Pour expliquer de telles différences, il faut comprendre la musique d’un point de vue historique. 

D’abord, l’apparition de l’enregistrement puis de la radio a contraint d’adapter la dynamique à différents supports. Par exemple un vinyle ne peut contenir du son sur une dynamique de 60 dB maximum. Il a alors fallu trouver une solution pour réduire la dynamique de notre morceau de musique classique! (C’est l’utilisation de compresseurs et j’aurai largement l’occasion d’y revenir plus tard).

Plus tard, les technologies numériques ont résolu les contraintes dynamiques des supports d’enregistrement (96 dB de DR pour le CD, voir plus loin). Mais alors pourquoi toujours de telles différences?

Adaptation à l'environnement d'écoute

Pendant longtemps, la dynamique d’un programme arrivant au consommateur final était limitée par le seul média d’écoute (disque ou radio). Mais peu à peu se sont ajoutées des considérations commerciales à l’effet pervers liées à la dynamique de l’environnement d’écoute.

En effet, au bruit de fond du média de transmission s’ajoute aussi le bruit de fond du lieu d’écoute. Et si on écoute la radio dans un endroit plutôt bruyant (en voiture par exemple), les parties les plus faibles d’une musique à la dynamique trop grandes seront masquées!

La plage dynamique des programmes audio est alors peu à peu réduite au profit d’un volume moyen perçu (le loudness) plus important. Ce phénomène a donc pour origine les radios qui se faisaient concurrence pour sonner le plus fort: c’est le début de ce que l’on appelé la course au volume ou la « loudness war » en anglais.

* La guerre au volume ("Loudness War")

Le phénomène, vite devenu incontrôlable, a engendré la plupart de la musique de ces dernières années avec des plages dynamiques aussi ridicules que 2 ou 3 dB! Et l’ironie du sort est que les systèmes modernes de support et de diffusion n’ont jamais eu autant de dynamique à nous offrir… Tu peux te référer à cet article pour en savoir plus sur la loudness war.

évolution de la plage dynamique avec la loudness ar
Evolution de la plage dynamique (DR) par rapport au niveau de loudness (niveau moyen perçu) pour quelques albums connus

Mais pour comprendre vraiment le dilemne présenté et comment y remédier, il faut d’abord définir ce que représente le niveau le plus faible et le niveau le plus fort de cette plage dynamique.

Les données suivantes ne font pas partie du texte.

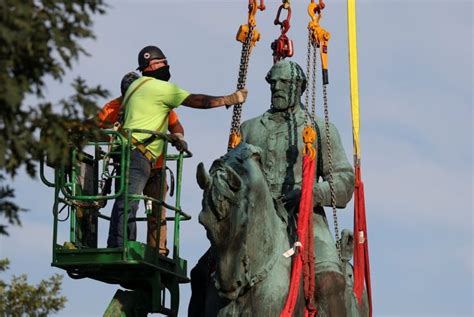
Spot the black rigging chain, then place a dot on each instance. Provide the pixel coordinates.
(331, 172)
(311, 76)
(243, 68)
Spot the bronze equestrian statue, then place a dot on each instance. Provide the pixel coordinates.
(251, 275)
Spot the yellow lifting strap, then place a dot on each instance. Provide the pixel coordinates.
(353, 75)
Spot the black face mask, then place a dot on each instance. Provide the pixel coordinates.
(162, 73)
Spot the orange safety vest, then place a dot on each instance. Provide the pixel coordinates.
(109, 115)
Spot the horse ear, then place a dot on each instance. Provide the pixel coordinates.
(202, 176)
(233, 179)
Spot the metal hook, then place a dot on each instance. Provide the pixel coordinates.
(285, 24)
(253, 7)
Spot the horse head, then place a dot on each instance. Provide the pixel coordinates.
(239, 216)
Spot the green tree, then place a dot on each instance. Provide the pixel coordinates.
(39, 39)
(21, 299)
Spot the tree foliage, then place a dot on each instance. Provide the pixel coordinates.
(22, 299)
(39, 39)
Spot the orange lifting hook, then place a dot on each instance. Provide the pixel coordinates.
(319, 35)
(243, 31)
(283, 46)
(309, 135)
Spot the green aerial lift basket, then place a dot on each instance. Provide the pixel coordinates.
(79, 193)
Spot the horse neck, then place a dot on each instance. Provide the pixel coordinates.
(266, 239)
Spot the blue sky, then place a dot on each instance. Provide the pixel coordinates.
(415, 72)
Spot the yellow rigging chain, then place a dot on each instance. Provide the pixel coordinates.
(353, 75)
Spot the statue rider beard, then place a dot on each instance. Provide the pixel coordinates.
(286, 97)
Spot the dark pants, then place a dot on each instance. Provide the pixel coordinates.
(139, 172)
(154, 189)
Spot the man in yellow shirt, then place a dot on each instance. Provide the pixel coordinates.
(148, 102)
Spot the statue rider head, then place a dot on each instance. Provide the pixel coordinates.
(287, 83)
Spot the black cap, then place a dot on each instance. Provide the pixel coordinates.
(147, 54)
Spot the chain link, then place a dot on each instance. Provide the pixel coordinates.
(331, 172)
(243, 68)
(308, 76)
(313, 80)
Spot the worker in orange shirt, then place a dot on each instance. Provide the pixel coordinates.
(110, 114)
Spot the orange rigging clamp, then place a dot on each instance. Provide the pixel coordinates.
(244, 29)
(283, 46)
(319, 36)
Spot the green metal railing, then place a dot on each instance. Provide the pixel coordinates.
(78, 189)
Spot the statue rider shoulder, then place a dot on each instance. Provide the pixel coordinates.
(278, 132)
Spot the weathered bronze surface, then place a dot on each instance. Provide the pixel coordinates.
(250, 207)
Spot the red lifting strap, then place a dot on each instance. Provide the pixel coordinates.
(304, 257)
(361, 246)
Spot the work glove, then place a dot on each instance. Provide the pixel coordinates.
(178, 143)
(236, 98)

Définissons quelques termes importants qui seront essentiels dans les mesures de la dynamique sonore.

Niveau nominal

Il faut se rendre à l’évidence: aucun signal musical n’a un niveau constant. La musique est toujours, par définition, dynamique. Le niveau nominal fait alors référence à un niveau de signal moyen idéal.

Je rappelle que le niveau nominal électrique d’un appareil analogique est à +4 dBu. Il correspond au niveau « 0 » des Vu-mètres (0 VU) → voir l’article sur les décibels à ce sujet.

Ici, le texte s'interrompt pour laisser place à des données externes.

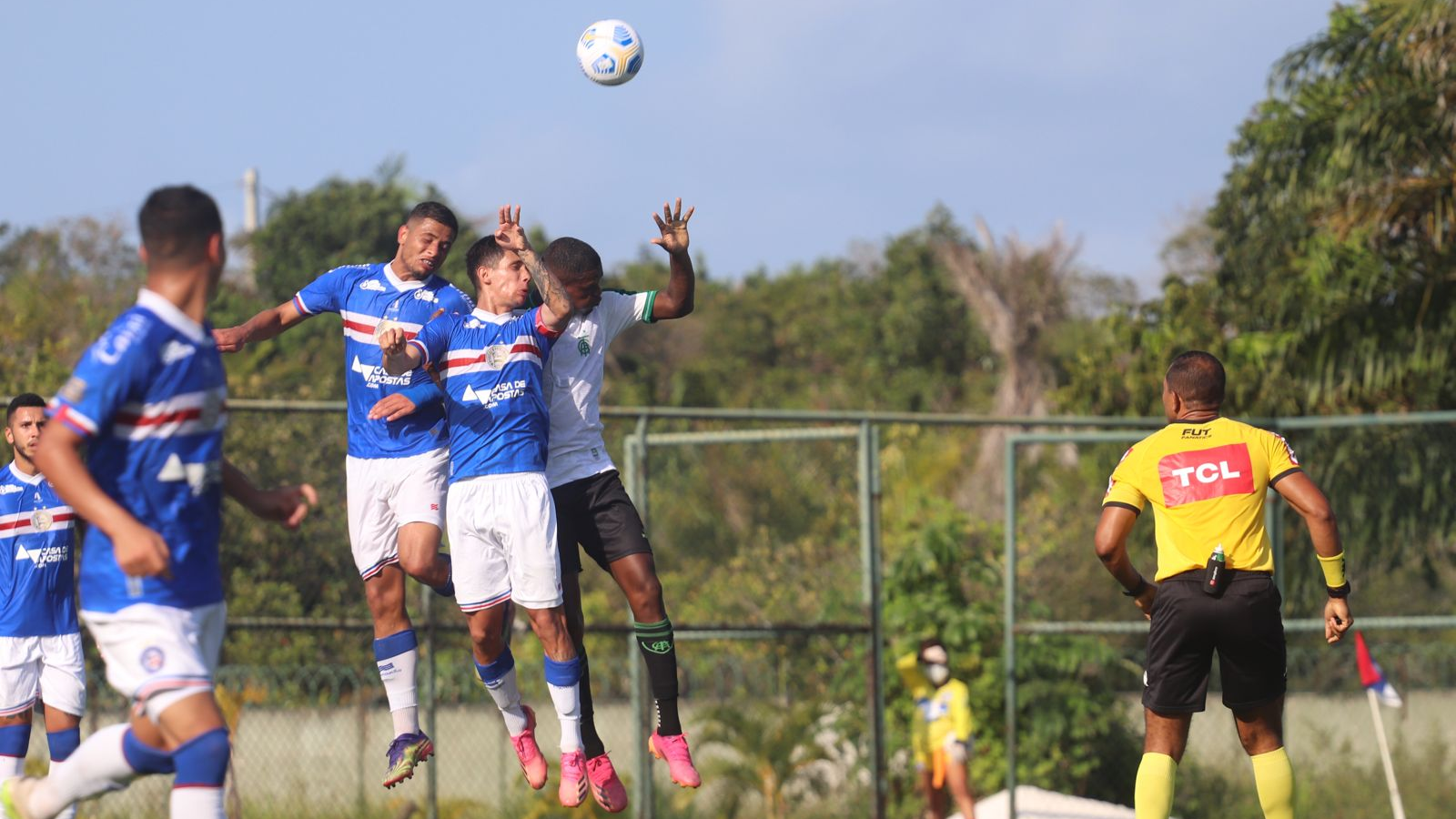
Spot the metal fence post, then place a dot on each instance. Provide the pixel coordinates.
(870, 554)
(1009, 636)
(433, 771)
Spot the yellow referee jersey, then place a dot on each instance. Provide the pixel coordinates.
(1206, 482)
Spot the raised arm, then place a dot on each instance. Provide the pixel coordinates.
(555, 305)
(140, 551)
(676, 300)
(288, 504)
(1320, 518)
(262, 327)
(1111, 548)
(399, 356)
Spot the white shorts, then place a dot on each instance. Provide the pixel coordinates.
(157, 654)
(502, 542)
(48, 668)
(388, 493)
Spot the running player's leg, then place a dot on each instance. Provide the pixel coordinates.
(484, 593)
(1251, 663)
(528, 519)
(164, 659)
(420, 511)
(619, 544)
(958, 782)
(21, 665)
(371, 486)
(1179, 656)
(63, 693)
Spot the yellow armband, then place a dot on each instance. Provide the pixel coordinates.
(1334, 569)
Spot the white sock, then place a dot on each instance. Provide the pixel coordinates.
(56, 770)
(197, 804)
(568, 710)
(398, 675)
(407, 720)
(96, 767)
(509, 700)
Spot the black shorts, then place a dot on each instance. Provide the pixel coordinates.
(597, 513)
(1242, 625)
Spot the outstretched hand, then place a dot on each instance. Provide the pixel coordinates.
(510, 235)
(288, 504)
(673, 225)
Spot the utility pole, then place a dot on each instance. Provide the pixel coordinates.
(249, 200)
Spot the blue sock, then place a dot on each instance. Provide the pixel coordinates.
(203, 760)
(143, 758)
(15, 741)
(63, 743)
(492, 672)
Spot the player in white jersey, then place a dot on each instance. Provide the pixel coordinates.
(502, 528)
(40, 639)
(149, 399)
(592, 506)
(398, 458)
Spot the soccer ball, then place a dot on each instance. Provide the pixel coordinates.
(609, 53)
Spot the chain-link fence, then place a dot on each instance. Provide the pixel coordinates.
(766, 528)
(1388, 480)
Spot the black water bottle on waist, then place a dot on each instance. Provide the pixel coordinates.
(1216, 574)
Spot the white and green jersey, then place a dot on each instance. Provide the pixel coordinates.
(574, 385)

Les compteurs de la plupart des équipements analogiques sont étalonnés pour indiquer «0» lorsque le niveau de signal « idéal » est présent.

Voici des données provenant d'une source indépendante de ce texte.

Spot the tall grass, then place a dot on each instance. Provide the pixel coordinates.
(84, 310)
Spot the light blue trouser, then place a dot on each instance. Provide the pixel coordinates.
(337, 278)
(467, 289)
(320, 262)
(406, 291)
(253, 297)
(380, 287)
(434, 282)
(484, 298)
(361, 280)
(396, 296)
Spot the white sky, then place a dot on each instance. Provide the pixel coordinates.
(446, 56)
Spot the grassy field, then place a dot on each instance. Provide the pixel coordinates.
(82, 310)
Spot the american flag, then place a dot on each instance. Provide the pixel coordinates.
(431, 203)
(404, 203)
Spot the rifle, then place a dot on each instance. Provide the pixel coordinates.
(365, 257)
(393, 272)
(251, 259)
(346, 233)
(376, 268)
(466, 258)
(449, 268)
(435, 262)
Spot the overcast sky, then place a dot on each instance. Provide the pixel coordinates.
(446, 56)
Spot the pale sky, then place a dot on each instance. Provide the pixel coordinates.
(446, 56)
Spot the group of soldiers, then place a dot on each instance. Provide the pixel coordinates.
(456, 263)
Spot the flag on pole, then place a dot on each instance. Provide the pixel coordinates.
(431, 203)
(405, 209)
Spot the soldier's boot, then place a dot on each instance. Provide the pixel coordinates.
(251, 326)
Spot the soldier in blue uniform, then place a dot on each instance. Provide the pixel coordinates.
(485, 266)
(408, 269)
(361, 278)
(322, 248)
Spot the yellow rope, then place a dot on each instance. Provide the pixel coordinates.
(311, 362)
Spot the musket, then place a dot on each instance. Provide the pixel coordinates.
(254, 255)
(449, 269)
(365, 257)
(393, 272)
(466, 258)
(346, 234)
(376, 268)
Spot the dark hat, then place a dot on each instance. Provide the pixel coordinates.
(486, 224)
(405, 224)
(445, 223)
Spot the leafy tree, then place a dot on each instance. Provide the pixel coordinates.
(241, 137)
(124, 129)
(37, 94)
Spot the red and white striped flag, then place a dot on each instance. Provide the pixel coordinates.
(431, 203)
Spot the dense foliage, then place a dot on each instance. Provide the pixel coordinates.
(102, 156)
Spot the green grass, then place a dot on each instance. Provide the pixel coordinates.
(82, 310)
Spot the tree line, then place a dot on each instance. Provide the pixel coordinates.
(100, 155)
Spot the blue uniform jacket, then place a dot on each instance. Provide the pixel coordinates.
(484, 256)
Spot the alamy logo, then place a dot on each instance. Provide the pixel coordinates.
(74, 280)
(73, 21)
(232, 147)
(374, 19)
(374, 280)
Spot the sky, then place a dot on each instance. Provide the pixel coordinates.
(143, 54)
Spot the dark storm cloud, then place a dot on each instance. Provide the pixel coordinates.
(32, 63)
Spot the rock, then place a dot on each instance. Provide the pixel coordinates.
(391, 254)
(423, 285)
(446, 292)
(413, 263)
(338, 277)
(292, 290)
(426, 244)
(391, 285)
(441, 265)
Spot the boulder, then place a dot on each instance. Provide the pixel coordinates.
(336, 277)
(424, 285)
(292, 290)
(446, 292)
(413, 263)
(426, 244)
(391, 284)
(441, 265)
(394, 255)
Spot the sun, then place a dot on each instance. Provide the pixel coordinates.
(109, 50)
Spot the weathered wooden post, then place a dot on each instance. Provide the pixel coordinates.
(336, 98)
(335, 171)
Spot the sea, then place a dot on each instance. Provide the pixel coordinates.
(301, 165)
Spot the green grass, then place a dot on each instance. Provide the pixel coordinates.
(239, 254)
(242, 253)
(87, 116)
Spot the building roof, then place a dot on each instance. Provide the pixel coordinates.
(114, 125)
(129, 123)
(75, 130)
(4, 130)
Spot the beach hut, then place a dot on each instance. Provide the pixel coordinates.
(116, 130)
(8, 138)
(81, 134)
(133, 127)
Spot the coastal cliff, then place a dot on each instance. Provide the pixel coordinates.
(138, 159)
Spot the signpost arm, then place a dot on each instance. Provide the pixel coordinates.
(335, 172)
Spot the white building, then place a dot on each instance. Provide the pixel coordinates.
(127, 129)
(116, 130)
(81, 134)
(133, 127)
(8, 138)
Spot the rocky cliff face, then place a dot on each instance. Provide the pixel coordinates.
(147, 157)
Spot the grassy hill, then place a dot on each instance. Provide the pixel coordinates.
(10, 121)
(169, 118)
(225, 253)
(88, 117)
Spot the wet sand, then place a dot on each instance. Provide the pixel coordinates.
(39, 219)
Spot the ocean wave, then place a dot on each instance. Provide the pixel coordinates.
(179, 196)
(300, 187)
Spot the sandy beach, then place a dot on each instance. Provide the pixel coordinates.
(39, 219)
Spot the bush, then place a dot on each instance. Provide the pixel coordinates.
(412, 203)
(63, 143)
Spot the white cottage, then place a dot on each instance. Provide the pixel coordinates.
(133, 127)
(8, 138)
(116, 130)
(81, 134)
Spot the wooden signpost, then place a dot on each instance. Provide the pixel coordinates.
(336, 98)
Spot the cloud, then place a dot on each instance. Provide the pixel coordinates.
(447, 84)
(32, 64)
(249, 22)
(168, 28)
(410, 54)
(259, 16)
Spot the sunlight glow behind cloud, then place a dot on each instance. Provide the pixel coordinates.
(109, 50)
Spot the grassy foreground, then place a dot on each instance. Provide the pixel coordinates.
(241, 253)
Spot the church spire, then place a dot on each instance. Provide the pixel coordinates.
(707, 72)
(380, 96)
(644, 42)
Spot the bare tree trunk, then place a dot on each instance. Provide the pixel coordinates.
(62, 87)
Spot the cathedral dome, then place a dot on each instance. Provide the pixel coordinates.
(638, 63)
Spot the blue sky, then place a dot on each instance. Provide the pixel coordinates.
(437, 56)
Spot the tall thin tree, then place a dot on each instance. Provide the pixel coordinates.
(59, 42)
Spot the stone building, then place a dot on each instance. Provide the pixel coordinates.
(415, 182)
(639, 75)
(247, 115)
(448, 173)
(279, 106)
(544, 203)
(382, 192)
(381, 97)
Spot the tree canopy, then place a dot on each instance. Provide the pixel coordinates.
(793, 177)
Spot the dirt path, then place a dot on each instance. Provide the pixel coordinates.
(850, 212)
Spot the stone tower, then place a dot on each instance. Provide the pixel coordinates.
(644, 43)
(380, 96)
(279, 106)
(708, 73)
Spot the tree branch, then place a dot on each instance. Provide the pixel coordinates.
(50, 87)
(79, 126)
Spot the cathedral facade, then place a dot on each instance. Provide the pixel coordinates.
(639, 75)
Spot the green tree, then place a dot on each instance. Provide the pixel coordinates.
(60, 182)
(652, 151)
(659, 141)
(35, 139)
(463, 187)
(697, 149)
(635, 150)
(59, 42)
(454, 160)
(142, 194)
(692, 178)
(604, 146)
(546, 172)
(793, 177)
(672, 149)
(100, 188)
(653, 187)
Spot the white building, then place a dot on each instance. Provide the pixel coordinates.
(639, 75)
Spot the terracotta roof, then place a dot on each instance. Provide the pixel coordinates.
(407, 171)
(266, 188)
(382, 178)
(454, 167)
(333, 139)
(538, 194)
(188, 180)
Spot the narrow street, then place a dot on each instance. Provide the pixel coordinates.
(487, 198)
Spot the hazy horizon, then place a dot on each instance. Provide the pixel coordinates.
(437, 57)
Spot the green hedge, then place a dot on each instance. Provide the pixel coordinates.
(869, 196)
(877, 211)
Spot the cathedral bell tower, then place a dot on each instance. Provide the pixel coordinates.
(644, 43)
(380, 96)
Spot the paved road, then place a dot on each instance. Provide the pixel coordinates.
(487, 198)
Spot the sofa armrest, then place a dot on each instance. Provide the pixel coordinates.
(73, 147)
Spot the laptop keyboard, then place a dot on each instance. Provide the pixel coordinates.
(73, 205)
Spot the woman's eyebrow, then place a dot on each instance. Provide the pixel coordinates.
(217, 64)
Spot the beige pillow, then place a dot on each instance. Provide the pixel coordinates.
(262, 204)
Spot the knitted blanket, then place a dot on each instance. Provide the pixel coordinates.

Mais je rappelle aussi que dans le cas d’unités numériques, ce « 0 » n’a plus du tout le même sens. Le 0 dBFS correspond au niveau maximum à ne jamais dépasser. Afin de retrouver en numérique la notion de niveau nominal, les matériels et logiciels devraient afficher un niveau « 0 dB VU » à une valeur inférieure au 0 dBFS (la valeur conseillée se situe souvent à -18 dBFS).

Suivant le caractère plus ou moins dynamique d’un programme musical, le signal oscille de différentes manières toujours au-dessus et au-dessous du niveau « 0 ». On est libre de choisir où se situe le niveau nominal pour un signal audio donné.

Vu-mètre Niveau nominal 0
Vu-mètre avec niveau nominal inférieur à 0 VU

Par exemple, sur les images ci-dessus, à gauche, le niveau nominal est au 0 VU (légèrement en-dessous). A droite, on a l’exemple d’un signal percussif comme une caisse claire (très dynamique). Le niveau nominal est alors très en-dessous du 0 VU.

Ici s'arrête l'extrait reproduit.